Corretja reiterated that his argument is not solely with Wimbledon but with the ATP for changing the ranking system in such a way that clay-courters are penalised if they do not play at Wimbledon.
Ferrero's coach, Antonio Martinez, said his player was afraid that he would be penalised for having no previous grass-court form.
Fellow Spaniard Carlos Moya, still unhappy that the order can be changed, said: "I'll always play Wimbledon because I want to improve," but welcomed 32 seeds, as did Britain's Greg Rusedski.
Wimbledon's decision to seed 32 in both the men's and women's singles on a surface-based system was announced in Paris and the three other Slams will follow suit. Indeed, while some might baulk at the prospect of 32 seeds, limiting the likelihood of early shocks, the fact that the French will also seed next year according to the surface is a long overdue bonus.
At Wimbledon, where a seeding committee will still decide the women's list for this year, the top 32 players in the men's entry rankings will all be guaranteed a seeding but it will be re-arranged using a system originally suggested by the ATP to reflect grass-court achievements.
So although Pete Sampras, who has won the title a record seven times in the last eight years, is fourth in the year-round list, at Wimbledon he will again be No 1.
Tim Phillips, chairman of The All England Club, said the Slams "all feel this is a sensible solution". He again pointed out the absurdity of Wimbledon sticking to the ranking list. In 1996 that would have made Thomas Muster eligible to be top seed even though he had never won a match in four attempts.
"Last year Pat Rafter (who beat Andre Agassi before losing to Sampras in the final) was ranked 23 and had we not seeded him could have played either Agassi or Sampras in the first round."
He said Wimbledon seeding was all about getting the balance right between the needs of the players and the fans. "The two extreme surfaces in the game are clay and grass.
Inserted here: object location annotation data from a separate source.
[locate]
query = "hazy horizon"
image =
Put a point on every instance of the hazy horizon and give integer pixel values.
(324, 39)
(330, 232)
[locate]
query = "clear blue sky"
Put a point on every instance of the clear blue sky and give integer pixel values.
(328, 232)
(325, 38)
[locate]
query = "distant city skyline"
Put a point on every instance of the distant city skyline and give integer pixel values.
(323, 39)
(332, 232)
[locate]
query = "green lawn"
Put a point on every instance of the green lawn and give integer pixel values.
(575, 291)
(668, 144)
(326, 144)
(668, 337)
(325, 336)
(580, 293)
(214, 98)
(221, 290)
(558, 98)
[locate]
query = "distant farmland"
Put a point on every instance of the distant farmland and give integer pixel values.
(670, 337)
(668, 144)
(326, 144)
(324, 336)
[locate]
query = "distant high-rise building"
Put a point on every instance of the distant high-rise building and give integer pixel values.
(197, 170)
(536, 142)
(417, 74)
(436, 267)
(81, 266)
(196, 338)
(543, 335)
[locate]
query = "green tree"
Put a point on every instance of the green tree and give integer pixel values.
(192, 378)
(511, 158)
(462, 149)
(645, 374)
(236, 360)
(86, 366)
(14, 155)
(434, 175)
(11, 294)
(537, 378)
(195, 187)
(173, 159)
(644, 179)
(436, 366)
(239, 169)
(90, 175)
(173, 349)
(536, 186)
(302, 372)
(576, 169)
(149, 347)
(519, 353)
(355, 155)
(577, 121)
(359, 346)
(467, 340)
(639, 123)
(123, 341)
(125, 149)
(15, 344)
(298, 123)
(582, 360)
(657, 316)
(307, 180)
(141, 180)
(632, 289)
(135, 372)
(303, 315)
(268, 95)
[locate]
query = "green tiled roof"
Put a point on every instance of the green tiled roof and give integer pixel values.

While Wimbledon had the best seeding success record (in terms of the top four reaching the semi-finals) in the last 10 years, the French, without that protection, had the worst."
Phillips, whose next battle will be establishing a third week between the French Open and Wimbledon, said he could understand the feelings of a clay-court player who in the past had been dropped out of the list in favour of a lower ranked player with a better grass-court record.
"There's a strong body of opinion that you must respect the entry system list and some players feel passionately that they've earned the right to be seeded according to that list through their performances during the year. But no serious contenders are going to be left out if you seed 32."
Embarrassed French government officials retracted a statement by the Minister for Sport, Marie-George Buffet, that one player at the French Open, which ended on Sunday, had tested positive for drugs. "She was referring to a case in a previous year," said a spokesman.